Dampak Kebijakan Menpan, Pendapatan Hotel di Pasuruan Turun Hingga 70%

Rabu, 17 Desember 2014 | 15:25 WIB
AM
B
Penulis: Adi Marsiela | Editor: B1
Ilustrasi
Ilustrasi (Istimewa)

Surabaya - Dampak kebijakan pemerintah terhadap larangan bagi Satuan Kerja Perangkat Daerah (SKPD) di lingkungan pemrintahan mengadakan pertemuan di hotel, membuat pendapatan hotel di Kabupaten Pasuruan, Jawa Timur (Jatim), menurun 60-70 persen.

"Pengaruh larangan itu besar sekali. Saya pastikan akan berpengaruh terhadap ketahanan pengusaha untuk terus bisa mengelola hotel," kata Ketua Perhimpunan Hotel dan Restoran Indonesia (PHRI) Kabupaten Pasuruan Joko Widodo, kepada SP, Rabu (17/12) pagi.

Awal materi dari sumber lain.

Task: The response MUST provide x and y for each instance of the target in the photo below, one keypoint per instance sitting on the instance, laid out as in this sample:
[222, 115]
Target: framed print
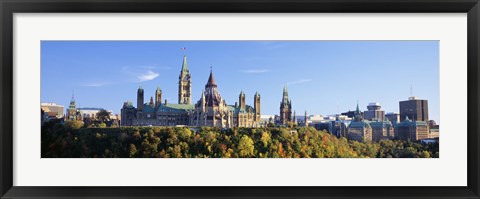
[191, 99]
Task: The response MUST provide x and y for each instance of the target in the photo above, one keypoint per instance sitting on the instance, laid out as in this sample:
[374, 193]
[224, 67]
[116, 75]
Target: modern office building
[393, 117]
[415, 109]
[359, 129]
[382, 130]
[412, 130]
[374, 113]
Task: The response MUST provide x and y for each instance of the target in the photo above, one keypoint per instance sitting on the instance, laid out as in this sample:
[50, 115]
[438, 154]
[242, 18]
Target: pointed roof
[185, 64]
[211, 80]
[357, 111]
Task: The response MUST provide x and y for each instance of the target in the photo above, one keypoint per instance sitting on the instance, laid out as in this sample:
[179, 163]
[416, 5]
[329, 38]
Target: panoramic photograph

Selama ini SKPD di lingkungan Pemerintah Provinsi (Pemprov) Jatim dan 38 Pemerintah Kabupaten (Pemkab)/Pemerintah Kota (Pemkot) di provinsi ini banyak memilih kawasan wisata Pandaan dan Prigen di Kabupaten Pasuruan, untuk menyelenggarakan pertemuan. Setelah kebijakan pemerintah turun, penerimaan hotel jadi turun drastis.

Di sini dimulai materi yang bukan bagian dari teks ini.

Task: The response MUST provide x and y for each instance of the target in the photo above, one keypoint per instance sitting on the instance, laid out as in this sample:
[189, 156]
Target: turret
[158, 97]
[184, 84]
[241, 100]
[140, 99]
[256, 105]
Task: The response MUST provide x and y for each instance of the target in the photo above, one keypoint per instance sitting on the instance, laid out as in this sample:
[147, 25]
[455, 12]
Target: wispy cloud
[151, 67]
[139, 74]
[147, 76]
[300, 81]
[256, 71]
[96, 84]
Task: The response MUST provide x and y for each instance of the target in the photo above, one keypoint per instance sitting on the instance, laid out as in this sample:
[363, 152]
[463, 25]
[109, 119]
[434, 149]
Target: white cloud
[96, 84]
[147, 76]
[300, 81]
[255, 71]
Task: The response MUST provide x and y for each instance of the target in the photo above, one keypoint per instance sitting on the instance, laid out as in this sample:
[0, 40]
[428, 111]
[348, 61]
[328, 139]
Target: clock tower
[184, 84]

Menurut Joko, dalam kondisi seperti ini, pihaknya mengusulkan kepada pemerintah, agar bisa saja SKPD tetap menggelar pertemuan di gedung milik pemerintah sendiri. Sedangkan, para peserta hendaknya bisa beristirahat di hotel di sela-sela pertemuan. Biaya perawatan maupun operasional hotel, cukup besar. Kalau tidak ada solusi terhadap larangan pemerintah yang katanya untuk efisiensi, lambat laun, bakal banyak hotel yang gulung tikar.

Hemat 20 Persen
Sementara itu, Kepala Badan Perencanaan Pembangunan Daerah (Bappeda) Provinsi Jatim, Fattah Jasin, mengatakan, larangan mengadakan rapat atau kegiatan di hotel berdampak pada penghematan sekitar 20 persen di semua SKPD (Satuan Kerja Perangkat Daerah) di lingkungan Pemprov Jatim.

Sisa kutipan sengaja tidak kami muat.